The rugged granite on giant shoulders bears
The burdens vast of wealth which mines and mills,
Quarries and forests have in tribute brought,
And built them in this wondrous miracle

--

Of a resplendent art, redolent with

The bloom, the song, the purity from which
They came; a paragon of ennobled
Thought and skill and power, consecrated
Unto righteousness for the centuries
And for us.

No judge e'er sat at city's gate so fair

As this, and sentence gave. Nor court on banks
of Nile or Ganges, Thames or the Tiber,
In such apt comfort held its royal sway.
Athens in flood of learning, eloquence
And art; the basilicas of ancient

Rome, where lictors armed the imperial
Forces before prætors and consuls bore
To symbolize her power, emphasize
Her law ne'er looked upon a scene like this.
Here the tread of the soldier is unheard.
Unseen the glare of arms.

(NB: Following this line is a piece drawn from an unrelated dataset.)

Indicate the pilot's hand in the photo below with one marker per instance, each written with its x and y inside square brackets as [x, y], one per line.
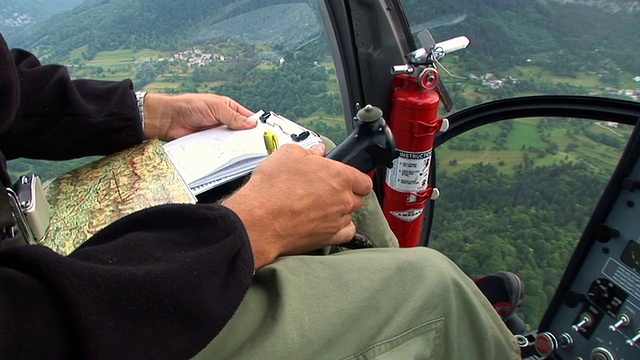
[297, 201]
[168, 117]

No slave is here.
The debtor freed can woo by honest toil
Wealth or competence by misfortune lost.
Justice wrap her mantle of protection,
Pure as the ermine, yet glist'ning with mail,
About the helpless and the innocent;
Stay the hard, rough hand of greed and power;
In oblivion's sea sink angry strife;

Bid righteousness exalt a people's life. —
The young, the aged, the humble and the proud
Shall bring alike their cares and treasures here;
In the wide range of human thought and life
This structure shall the silent witness be.
Ne'er can be forgot the wealth of story
Brought here to-day from halls replaced by this;
No brighter page of juster men in all
Our chronicles than those the old hath seen;
They lose none of their lustre here, for fond
Tradition, the printed page, their sculptured
Names and forms, and the living canvas will
Keep alive their fame and send their triumphs
Down apace. From their illustrious ranks
Let each one an ideal take to heart
And live it in his life; then through the years
A knightly race shall stand within these pure,
Emblazoned walls, in contests grand, and out
Of the deepest wrong there shall be evolved
The eternal triumph of the right.

O Justice, forever, make this thy shrine
Be strong as the oak, as sweet as the pine,
The glint on thy shield, the blaze on thy sword,
The halo of peace which comes from the Lord.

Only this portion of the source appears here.